With these words the fearsome goddess flew down to earth and roused Allecto, bringer of grief, from the infernal darkness of her home among the Furies. Dear to her heart were the horrors of war, anger, treachery and vicious accusations. … She had so many faces and such fearsome shapes and her head crawled with so many black serpents. [Book 7, Lines 324-8]
Taking one of the snakes from her dark the goddess Allecto threw it on Amata’s breast to enter deep into her heart, a horror driving her to frenzy and bringing down her whole house in ruin. [Book 7, Lines 347-350]
As frequently the divine machinations interfere with mortal lives, and how people constantly live at the caprice and mercy of these finical heavenly creatures, Jupiter reigns over, reiterating that Italy should never clash with the Trojans. Belligerence ensues.
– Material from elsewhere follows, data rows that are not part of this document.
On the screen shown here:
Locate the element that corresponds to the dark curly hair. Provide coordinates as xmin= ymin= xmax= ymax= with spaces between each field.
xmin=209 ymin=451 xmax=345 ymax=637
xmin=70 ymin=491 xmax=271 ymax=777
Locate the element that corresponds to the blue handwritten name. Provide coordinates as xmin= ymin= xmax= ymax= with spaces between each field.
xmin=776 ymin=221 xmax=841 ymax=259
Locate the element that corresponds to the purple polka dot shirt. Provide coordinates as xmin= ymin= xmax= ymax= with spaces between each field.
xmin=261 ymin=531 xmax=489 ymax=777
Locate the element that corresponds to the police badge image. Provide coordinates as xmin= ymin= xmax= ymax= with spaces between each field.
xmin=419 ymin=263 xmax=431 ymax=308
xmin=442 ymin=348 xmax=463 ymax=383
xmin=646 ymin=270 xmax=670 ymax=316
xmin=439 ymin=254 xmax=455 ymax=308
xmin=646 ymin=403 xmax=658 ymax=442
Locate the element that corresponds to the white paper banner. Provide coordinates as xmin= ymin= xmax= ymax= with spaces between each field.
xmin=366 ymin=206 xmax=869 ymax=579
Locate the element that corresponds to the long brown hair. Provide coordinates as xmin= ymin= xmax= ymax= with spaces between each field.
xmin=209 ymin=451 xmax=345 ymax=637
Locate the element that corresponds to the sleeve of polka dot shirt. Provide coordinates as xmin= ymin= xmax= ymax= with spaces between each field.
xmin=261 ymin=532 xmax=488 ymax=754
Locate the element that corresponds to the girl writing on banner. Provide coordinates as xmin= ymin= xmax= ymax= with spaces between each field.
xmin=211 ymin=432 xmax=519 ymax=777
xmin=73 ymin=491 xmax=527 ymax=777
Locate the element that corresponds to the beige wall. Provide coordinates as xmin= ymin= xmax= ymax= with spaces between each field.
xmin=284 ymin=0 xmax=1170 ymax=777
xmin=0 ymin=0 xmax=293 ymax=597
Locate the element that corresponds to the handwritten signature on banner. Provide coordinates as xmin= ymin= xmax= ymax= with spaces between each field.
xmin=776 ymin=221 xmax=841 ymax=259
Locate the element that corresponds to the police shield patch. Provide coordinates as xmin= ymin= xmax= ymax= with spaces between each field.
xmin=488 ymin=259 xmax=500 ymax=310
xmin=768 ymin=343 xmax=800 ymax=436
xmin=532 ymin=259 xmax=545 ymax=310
The climax of the novel centers strongly around Aeneas and Turnus, with obvious parallels to Achilles and Hecktor. Despite the similarity of actions, and how successful Virgil had been in promoting his Roman virtues in the figure of Aeneas, the pair is drastically different from the Greek one. The epic closes in a very sudden, but suitably dramatic and visceral finish. The book is contemplative of human predicament, portraying human life in all of its nobility and suffering. West’s prose retains the formality which elevates key passages and preserves the flow of the original verse structure.
353 pp. Penguin classics. [Read/Skim/Toss] [Buy/Borrow]
Filed under: Books, Literature | Tagged: Books, Classics, David West, The Aeneid, Virgil |
I have the Aeneid in the Fagles translation, and it is on my TBR list for 2011, along with Mandelbaum’s translation of Ovid.
Matt, I have only recently discovered your blog and I enjoy it very much. Talk of Cafe Floré makes me miss San Francisco, where I lived from 1977-1981. Many was the time I would sit there with a book and a cup of coffee.
Ah…youth.
Happy New Year.
[…] [331] The Aeneid – Virgil […]
My son had to read The Aeneid a few years ago for his high school class and hated it. The translation really put he and all of his classmates off. I picked it up and also struggled with it. I am so happy to read your review and to give the story another try, this time with the Penguin version! You have never steered me wrong in a book recommendation yet!
I loved this. Kathleen – I think these kinds of works are SO dependent on the translator. When I read it in high school, we read portions in Latin, and then the same portions translated by 3-4 different translators. I think I settled on Fagles as my favorite, though we ended up reading Mandelbaum as a class. Regardless, the lesson of the importance of translation has stuck with me all these years.